The pharmaceutical industry does not make muscle relaxants available without a prescription. A doctor must prescribe muscle relaxants, such as cyclobenzaprine or diazepam. Everyday Health explains that patients may use Tylenol, nonsteroidal anti-inflammatory drugs (NSAIDs), steroids, analgesics or narcotic painkillers to combat pain, usually in the lower back, that calls for muscle relaxants.
Drugs.com defines muscle relaxant as a drug that has the capacity to reduce muscle tone. These drugs may produce blockade at the neuromuscular junction or exert their effects within the brain and spinal cord to diminish muscle tone. WebMD explains that doctors may prescribe muscle relaxants when over-the-counter medications or prescription NSAIDs do not relieve lower back pain. In addition to cyclobenzaprine or diazepam, doctors may prescribe tizanidine, baclofen or carisoprodo to relieve the muscle spasms that cause back pain.

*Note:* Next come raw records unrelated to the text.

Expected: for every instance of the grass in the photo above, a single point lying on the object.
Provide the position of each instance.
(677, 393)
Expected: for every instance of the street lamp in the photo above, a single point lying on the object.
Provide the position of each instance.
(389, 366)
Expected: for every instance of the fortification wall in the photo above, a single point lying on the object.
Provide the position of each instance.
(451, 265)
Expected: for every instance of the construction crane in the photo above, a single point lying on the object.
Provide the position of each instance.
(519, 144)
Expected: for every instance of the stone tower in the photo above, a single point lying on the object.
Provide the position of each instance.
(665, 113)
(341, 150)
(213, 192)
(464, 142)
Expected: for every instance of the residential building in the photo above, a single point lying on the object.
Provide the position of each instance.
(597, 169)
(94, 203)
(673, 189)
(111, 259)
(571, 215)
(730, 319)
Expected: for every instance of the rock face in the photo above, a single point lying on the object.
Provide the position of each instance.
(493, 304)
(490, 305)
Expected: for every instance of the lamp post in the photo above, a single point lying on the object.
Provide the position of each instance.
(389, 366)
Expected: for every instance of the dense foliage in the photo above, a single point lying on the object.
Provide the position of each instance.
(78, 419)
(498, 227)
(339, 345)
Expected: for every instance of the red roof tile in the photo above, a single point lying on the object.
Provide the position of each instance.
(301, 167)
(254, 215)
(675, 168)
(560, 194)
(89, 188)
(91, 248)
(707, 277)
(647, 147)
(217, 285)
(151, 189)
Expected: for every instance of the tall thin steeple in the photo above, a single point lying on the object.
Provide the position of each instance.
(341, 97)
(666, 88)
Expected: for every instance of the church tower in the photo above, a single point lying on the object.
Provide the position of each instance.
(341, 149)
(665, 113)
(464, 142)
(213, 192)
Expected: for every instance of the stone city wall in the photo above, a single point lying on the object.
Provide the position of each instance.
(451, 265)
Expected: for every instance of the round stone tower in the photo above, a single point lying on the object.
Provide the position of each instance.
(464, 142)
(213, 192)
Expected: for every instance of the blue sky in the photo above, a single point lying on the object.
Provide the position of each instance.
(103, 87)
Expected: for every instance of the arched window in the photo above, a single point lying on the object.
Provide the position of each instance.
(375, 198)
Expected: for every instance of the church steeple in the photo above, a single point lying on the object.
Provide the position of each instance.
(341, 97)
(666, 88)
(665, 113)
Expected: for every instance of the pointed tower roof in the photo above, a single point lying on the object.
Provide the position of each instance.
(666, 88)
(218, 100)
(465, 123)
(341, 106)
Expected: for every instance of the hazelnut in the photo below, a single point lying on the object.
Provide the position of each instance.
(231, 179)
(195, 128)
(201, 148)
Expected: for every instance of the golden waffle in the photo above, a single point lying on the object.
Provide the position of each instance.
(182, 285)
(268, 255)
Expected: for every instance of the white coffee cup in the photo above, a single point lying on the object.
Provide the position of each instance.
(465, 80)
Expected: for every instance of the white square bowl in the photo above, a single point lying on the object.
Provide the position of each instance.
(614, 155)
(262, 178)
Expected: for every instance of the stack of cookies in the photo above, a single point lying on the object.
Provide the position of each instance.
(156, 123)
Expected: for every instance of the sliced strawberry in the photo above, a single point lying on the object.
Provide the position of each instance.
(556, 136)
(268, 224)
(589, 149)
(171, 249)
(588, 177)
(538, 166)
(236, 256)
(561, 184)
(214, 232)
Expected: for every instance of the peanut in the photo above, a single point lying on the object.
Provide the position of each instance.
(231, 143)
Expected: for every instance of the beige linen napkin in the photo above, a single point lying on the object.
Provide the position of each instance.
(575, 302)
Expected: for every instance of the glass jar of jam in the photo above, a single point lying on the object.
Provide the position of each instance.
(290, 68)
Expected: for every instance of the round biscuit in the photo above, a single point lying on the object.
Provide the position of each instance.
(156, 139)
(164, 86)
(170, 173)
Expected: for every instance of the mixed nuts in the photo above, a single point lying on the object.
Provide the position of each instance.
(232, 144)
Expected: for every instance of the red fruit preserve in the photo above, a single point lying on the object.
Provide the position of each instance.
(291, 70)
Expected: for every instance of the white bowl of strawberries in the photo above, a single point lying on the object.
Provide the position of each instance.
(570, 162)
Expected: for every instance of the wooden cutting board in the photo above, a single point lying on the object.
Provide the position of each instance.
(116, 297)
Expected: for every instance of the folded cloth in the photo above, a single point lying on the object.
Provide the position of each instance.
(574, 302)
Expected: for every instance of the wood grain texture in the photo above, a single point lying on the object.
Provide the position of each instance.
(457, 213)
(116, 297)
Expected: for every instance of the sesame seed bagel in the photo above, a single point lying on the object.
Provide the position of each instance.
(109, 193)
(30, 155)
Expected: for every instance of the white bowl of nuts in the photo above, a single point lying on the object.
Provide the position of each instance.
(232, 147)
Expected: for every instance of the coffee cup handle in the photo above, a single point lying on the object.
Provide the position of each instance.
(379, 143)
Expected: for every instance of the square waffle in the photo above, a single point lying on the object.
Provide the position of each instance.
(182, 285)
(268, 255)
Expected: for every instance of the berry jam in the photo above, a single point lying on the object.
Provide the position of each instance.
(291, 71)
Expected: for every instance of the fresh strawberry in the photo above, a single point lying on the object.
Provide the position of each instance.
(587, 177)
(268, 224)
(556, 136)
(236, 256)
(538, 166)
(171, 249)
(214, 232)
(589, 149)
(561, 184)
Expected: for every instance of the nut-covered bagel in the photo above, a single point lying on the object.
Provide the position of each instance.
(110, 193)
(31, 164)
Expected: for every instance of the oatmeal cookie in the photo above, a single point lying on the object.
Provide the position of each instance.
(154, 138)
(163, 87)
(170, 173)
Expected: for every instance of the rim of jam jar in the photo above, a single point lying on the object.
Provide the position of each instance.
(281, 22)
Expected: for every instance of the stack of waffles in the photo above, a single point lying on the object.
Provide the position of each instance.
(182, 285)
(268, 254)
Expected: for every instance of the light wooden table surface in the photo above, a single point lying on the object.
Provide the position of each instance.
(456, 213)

Dr. Jae Jung tells WebMD that muscle relaxants typically work well for acute injuries, such as back strain. However, muscle relaxants may come with side effects, particularly drowsiness. Drugs.com also notes that a muscle relaxant, like cyclobenzaprine, combined with rest and physical therapy can be used to treat skeletal muscle conditions, such as pain or injury; however, diazepam treats anxiety disorders, alcohol withdrawal symptoms or muscle spasms. Doctors may also combine diazepam with other medications to treat seizures.